My father always knew if there was a cow missing. I don't know how he did this. There were quite a lot of them, and they all looked more or less the same. But he would, perhaps not with one fleeting glance over the herd, but after a day or two of going about his usual business, be able to say with absolute certainty that "Number 203 has disappeared", and that we had better go and have a look for it.
And so, off we went, him driving the tractor, me standing on the carry-all (a kind of wheel-less trailer attached to the back of the tractor), hanging off the back using strands of hayband knotted to the front of the carry-all, pretending to be a world champion surfer or something, and never once thinking that perhaps the knots might not hold and I might end up on my back in a puddle of mud or cow poo. Or maybe I was driving the tractor while dad gripped the front of the carry-all with tense white knuckles, smiling through gritted teeth and keeping his fingers crossed that I wouldn't drive us over a cliff or some such thing.
Anyway, this one particular cow had been missing for a few days, and we had searched and searched with no success. Dad was starting to wonder if perhaps she hadn't somehow escaped into the neighbouring property. But no, they hadn't seen her. So dad went about his daily routine, but quietly, as was his way, keeping half an eye out for our lost Bessie. Or Mabel. Or "Number 359". And it was only a couple of days until that quiet half an eye lit upon a rather unusual sight. So unusual, in fact, that he interrupted what he was doing to come back to the house and say, "You had better come and have a look at this." He wouldn't say what it was (which was not unusual; he never said more than was necessary).
We headed down to one of my favourite places on the farm, a narrow overgrown track at the foot of a steep bluff and running alongside the creek that ran through the property, not far from where a platypus had once allegedly been seen. Walking along, I was wondering what he could possibly have to show me down here. It was a place for standing still and taking in the absolute quiet of the farm, not a place for things that needed "having a look at".
"What can you see?", he said, looking through the thin stand of creek-side blackwood trees. I looked.
"Nothing, dad", I replied.
"You're not looking hard enough."
I looked again. I was starting to feel a bit silly: I really could see nothing. "In the creek", he said helpfully.
And there, standing in the middle of the creek, was the missing cow. Dead, and yet standing upright, as if enjoying a peaceful bath.
"What?!", I exclaimed, not quite registering what I was seeing. Adopting a Sherlock Holmes-like persona, dad ran through the likely circumstances of the cow's demise, as well as he could reconstruct them. There had been rain a few days earlier, and the creek had suddenly gone from a trickle to a flood, which often happened. The cow must have been walking through the creek, which was something they could do when the creek was low (although obviously such activity wasn't encouraged), and got its leg caught in one of the many fallen trees that lay like traps on the creek bed.
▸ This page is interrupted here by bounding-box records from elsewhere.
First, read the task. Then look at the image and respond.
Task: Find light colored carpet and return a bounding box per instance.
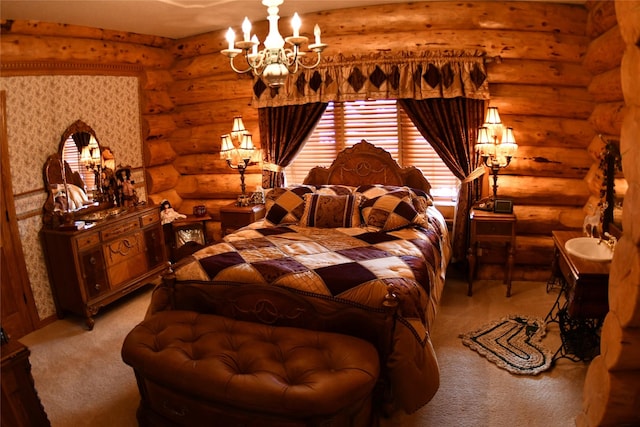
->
[21,272,587,427]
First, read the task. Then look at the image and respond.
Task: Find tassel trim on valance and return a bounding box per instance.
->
[253,50,489,108]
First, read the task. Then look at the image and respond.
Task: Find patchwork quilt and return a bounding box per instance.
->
[175,208,450,411]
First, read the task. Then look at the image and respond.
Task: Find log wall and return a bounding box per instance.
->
[0,1,610,280]
[576,0,640,427]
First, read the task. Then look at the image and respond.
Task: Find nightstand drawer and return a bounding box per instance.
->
[220,204,265,236]
[476,221,514,236]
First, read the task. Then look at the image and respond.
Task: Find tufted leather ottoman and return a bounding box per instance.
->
[122,311,380,427]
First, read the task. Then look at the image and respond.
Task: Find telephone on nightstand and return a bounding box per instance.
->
[473,197,493,212]
[473,198,513,213]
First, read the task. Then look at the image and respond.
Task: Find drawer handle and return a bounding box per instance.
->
[162,400,189,417]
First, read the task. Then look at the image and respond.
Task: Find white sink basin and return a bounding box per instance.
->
[564,237,613,262]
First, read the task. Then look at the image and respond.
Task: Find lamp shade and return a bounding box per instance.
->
[238,133,255,160]
[220,134,234,160]
[484,107,502,125]
[476,126,495,156]
[498,128,518,158]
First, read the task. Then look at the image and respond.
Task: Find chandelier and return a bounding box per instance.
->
[221,0,327,88]
[476,107,518,200]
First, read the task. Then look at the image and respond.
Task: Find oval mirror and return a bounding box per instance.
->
[43,120,116,226]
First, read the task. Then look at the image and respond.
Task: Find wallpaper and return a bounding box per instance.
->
[0,76,146,319]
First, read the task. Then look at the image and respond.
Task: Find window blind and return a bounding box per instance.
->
[285,100,458,198]
[63,137,95,191]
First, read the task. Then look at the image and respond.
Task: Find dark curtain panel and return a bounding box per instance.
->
[71,132,91,153]
[258,102,328,188]
[399,98,485,261]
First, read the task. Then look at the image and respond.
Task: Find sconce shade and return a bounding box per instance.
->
[238,133,255,161]
[220,134,234,160]
[91,147,101,162]
[80,145,91,163]
[484,107,502,125]
[476,107,518,200]
[231,116,245,134]
[476,126,495,156]
[498,128,518,158]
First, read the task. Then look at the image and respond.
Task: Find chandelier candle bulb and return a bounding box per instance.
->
[249,34,260,54]
[226,27,236,50]
[291,12,302,37]
[242,16,251,42]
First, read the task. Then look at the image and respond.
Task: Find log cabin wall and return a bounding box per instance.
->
[158,1,595,280]
[576,0,640,427]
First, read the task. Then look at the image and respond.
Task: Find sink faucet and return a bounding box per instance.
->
[598,231,618,251]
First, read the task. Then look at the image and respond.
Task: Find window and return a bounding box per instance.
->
[286,100,459,200]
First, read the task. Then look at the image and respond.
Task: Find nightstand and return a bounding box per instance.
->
[164,215,212,262]
[467,209,516,297]
[220,203,265,237]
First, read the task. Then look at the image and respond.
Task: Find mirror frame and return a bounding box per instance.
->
[42,120,115,229]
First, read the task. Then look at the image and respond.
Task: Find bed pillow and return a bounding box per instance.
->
[361,192,426,231]
[299,194,362,228]
[409,188,433,213]
[356,184,433,213]
[264,185,314,226]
The flood then came up and the cow drowned. That would explain why she was still standing up: if she had got stuck and starved to death before the flood, she would have fallen over (plus, that would have taken a while, and dad would have realised she was missing much earlier than that, and his eagle eye most probably would have been able to discover her plight before it was too late).
It was a remarkable sight: disturbing, but not without a kind of serene beauty, or grace, or even majesty. I kept waiting for her to turn her head, or swish her tail, or at least say "Moo". The poor old cow.
She had also left dad with a problem. Normally, dead livestock would be removed from the property, or at least taken far away from the working dogs and burned (dogs being attracted to dead cows' guts, in which lurk certain substances that are, unfortunately, fatal for dogs). In the absence of any idea of how to get her out, and given that her semi-submerged state would keep her safe from dogs, dad thought the best thing was to let nature take its eventual course. Which didn't take long: soon, the cow had collapsed and disappeared under the water, where some vestige of her perhaps still lies.